TAILGATE EXPERIENCE: In L.A., Vincent Bonsignore writes it “sure sounded like” NFL Commissioner Roger Goodell was "playing up" Farmers Field while appearing this week at Politico’s Playbook Lunch in DC. Goodell said, “There is tailgating in the downtown site. It may not be as much and it may be a different kind of experience, but you’re going to have to address that in some fashion.” Goodell also maintained that while Farmers Field “might not offer the traditional tailgating experience, it can still provide unique game-day activities.” Goodell: “(It’s) a site that has an arena, it has a convention center, there are restaurants and shops. It’s a whole experience where people can come down and make it a different kind of tailgating experience rather than pulling up your car and opening your hood and saying we’re open for business” (L.A. DAILY NEWS, 9/14).

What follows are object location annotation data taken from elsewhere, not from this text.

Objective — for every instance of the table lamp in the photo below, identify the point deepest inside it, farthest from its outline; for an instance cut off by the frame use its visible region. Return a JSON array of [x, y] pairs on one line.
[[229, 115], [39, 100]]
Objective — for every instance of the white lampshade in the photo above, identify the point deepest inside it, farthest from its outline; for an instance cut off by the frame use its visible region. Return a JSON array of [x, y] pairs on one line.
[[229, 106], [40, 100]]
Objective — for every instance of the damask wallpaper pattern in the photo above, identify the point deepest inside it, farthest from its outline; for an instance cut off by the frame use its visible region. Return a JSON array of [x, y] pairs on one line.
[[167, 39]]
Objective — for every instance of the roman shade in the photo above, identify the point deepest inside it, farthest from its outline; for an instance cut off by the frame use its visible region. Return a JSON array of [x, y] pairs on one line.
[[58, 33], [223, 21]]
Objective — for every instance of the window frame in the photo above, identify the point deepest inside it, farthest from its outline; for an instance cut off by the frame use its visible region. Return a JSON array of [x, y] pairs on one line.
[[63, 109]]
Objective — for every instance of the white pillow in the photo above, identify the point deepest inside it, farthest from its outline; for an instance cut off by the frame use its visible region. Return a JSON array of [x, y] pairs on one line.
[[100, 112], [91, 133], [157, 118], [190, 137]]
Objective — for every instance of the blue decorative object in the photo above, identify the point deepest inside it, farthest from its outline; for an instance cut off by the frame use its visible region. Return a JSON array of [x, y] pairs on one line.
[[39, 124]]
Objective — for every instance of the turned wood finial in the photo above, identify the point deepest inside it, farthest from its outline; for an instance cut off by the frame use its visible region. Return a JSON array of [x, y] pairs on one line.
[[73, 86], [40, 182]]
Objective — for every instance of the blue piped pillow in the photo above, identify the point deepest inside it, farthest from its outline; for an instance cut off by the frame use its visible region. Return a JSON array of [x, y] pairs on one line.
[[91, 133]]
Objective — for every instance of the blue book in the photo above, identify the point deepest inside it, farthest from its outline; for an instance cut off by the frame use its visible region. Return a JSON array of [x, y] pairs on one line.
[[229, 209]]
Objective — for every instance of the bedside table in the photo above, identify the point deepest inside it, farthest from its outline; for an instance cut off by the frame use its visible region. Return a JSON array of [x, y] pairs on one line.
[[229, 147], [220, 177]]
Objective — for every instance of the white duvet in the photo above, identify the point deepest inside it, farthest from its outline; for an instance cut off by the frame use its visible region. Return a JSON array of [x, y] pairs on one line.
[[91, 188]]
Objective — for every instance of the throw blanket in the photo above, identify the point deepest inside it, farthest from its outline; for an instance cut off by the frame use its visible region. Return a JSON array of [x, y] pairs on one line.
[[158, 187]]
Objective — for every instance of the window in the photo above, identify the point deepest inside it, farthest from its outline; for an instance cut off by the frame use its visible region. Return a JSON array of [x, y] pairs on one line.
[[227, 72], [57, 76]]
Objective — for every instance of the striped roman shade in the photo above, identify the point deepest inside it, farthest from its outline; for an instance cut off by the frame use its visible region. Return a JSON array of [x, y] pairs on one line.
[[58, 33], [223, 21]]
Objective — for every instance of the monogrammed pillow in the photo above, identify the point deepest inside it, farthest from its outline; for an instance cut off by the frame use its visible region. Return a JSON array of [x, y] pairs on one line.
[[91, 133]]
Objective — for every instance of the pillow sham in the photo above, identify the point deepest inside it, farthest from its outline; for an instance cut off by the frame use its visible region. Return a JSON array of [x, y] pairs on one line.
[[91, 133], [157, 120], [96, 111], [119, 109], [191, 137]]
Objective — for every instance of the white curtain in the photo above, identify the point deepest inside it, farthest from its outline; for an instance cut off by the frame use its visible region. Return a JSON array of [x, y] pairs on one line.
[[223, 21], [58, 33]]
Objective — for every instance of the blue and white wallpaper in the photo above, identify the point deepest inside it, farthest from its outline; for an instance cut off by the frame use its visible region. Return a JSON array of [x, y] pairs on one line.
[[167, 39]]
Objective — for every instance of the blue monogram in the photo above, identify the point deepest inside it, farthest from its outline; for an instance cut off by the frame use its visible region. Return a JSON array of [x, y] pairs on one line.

PARKING ISSUE: In San Diego, Craig Gustafson writes the proposal to build a new downtown Chargers stadium faces an “unexpected hurdle as one of the key properties needed for a proposed site in the East Village has become mired in a bureaucratic maze.” The state's decision to “end redevelopment has put the fate of Tailgate Park, a 1,040-space parking lot next to Petco Park, in question as the city may have to put the site up for sale to the highest bidder rather than include a portion of it as part of the 14-acre footprint needed to build a $1 billion stadium.” If there is a sale of Tailgate Park, the “civic discussion over building a stadium in the East Village effectively ends.” The proposed site “would already be the smallest stadium footprint in the NFL so the project doesn't pencil out unless Tailgate Park is included” (SAN DIEGO UNION-TRIBUNE, 9/14).